Now we’re not talking about scrubbing hands to keep from getting germs—they didn’t know about germs. No, the religious leaders’ concern was that they must ceremonially wash any Gentile contact off their hands and, by golly gum, Jesus and his disciples should do that as well.
Jesus countered by quoting Isaiah’s words,
“These people honor me with their lips, but their hearts are far from me. They worship me in vain; their teachings are but rules taught by men.” Mark 7:6-7
Jesus went on to describe a law the leaders had made that over ruled one of God’s own commandments. Then he gathered a crowd around Him and emphasized that,
“Nothing outside a man can make him “unclean” by going into him. Rather, it is what comes out of a man that makes him ‘unclean.’ ” Mark 7:15
When the disciples were alone with Jesus, Matthew remembered that Peter asked Jesus to further explain his parable. I picture Jesus closing His eyes and breathing deeply to maintain patience as he said,
“Are you so dull? Don’t you see that nothing that enters a man from the outside can make him ‘unclean’? For it doesn’t go into his heart but into his stomach, and then out of his body.” (In saying this, he declared all foods “clean.”) Mark 7:18-19
Don’t let that parenthetical remark slip by you. After the resurrection, Peter will have to have a roof-top vision to truly understand this, but note this beginning point.
Jesus explains a little more about the “heart thing.”
“What comes out of a man makes him ‘unclean.’ For from within, out of men’s hearts, come evil thoughts, sexual immorality, theft, murder, adultery, greed, malice, deceit, lewdness, envy, slander, arrogance, and folly. All these evils come from inside and make a man ‘unclean.’ ” Mark 7:20-23
I’m trying to think of a modern day application to this principle. The “worship wars” of the last few decades have about declined from their peak and most churches have settled into whatever style they are going to have, but I think it’s worth using as a good example of arrogance emanating from the heart.
The traditional side said, “This is how we’ve always done it. We don’t want all those jazzy instruments in the church. It’s like making our sanctuary a bar.

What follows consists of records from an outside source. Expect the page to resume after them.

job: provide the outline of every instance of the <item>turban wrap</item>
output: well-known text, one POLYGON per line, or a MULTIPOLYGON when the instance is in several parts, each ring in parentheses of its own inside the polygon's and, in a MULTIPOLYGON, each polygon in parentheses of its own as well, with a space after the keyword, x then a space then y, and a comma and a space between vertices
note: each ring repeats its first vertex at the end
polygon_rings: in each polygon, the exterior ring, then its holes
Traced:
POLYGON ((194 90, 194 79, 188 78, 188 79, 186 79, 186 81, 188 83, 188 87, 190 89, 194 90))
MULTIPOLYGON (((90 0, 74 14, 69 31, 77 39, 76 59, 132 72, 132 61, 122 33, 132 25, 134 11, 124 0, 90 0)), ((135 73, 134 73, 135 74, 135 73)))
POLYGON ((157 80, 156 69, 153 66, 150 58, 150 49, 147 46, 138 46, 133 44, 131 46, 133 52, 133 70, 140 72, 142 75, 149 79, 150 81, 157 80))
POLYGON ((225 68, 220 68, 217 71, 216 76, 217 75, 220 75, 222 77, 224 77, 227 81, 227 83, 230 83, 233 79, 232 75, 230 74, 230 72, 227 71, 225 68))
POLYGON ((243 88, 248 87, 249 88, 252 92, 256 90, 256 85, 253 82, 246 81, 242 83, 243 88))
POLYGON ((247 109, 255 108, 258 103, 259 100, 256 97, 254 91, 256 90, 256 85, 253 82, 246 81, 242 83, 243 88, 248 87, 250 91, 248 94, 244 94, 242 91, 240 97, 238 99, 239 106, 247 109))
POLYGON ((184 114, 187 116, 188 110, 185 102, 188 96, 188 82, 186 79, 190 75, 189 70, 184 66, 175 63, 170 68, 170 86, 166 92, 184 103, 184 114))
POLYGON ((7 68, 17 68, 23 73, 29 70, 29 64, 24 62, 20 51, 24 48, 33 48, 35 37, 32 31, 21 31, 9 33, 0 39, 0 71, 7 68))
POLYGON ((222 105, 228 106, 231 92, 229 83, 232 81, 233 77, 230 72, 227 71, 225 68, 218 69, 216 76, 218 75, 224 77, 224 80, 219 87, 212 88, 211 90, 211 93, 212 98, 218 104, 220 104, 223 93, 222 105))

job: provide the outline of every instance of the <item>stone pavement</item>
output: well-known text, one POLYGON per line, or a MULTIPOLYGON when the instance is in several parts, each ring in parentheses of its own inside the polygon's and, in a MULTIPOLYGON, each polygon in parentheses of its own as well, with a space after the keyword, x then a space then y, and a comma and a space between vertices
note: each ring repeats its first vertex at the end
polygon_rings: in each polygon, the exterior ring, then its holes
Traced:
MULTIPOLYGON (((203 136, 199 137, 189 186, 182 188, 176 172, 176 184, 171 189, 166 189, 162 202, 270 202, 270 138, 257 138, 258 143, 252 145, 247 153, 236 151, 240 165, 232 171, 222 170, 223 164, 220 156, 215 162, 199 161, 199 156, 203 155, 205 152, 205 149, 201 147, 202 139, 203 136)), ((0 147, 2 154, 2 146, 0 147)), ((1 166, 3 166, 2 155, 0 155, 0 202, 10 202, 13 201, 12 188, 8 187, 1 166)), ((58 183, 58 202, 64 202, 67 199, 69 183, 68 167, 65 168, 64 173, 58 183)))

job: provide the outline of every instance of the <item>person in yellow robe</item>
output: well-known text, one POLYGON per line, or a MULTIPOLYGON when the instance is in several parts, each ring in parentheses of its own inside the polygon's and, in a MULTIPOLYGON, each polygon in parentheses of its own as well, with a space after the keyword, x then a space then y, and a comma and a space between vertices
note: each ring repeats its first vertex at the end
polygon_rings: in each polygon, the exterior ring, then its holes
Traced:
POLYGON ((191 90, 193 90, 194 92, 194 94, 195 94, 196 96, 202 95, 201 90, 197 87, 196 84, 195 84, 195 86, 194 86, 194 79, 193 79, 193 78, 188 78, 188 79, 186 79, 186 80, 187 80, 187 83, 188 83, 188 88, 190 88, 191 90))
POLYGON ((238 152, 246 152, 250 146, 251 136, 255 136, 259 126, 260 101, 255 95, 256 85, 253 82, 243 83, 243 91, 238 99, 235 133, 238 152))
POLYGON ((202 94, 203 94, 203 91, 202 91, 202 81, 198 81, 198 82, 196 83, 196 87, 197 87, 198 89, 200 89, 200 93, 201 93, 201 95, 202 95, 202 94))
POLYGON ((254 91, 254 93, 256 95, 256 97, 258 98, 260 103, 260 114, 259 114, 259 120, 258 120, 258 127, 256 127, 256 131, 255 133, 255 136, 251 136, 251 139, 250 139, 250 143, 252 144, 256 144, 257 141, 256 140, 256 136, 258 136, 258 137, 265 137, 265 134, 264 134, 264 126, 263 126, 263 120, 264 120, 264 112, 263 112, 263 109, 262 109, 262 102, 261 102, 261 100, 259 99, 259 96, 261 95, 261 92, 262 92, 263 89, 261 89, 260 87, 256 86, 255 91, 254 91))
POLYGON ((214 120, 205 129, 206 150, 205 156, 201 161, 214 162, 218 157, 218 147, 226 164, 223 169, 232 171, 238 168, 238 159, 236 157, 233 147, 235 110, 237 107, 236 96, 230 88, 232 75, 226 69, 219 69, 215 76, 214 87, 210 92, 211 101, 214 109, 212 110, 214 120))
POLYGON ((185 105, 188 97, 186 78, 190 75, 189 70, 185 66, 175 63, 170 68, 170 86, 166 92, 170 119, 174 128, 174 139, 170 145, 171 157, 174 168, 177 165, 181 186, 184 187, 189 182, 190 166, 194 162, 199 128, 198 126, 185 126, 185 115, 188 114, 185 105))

What sense does it make to sing two or three phrases over and over? Our texts are solid and enhance our understanding of the elements of our faith.”
The contemporary side said, “We need to meet people where they are with relevant texts and music. All gifted musicians should be able to use their gifts. No more old songs. We sing songs that engage the singers and bring life.”
Jesus might say, “It matters not your style, what matters is your heart. Are you worshiping the song, the sound, the singer, the tradition, the performer… or your God?”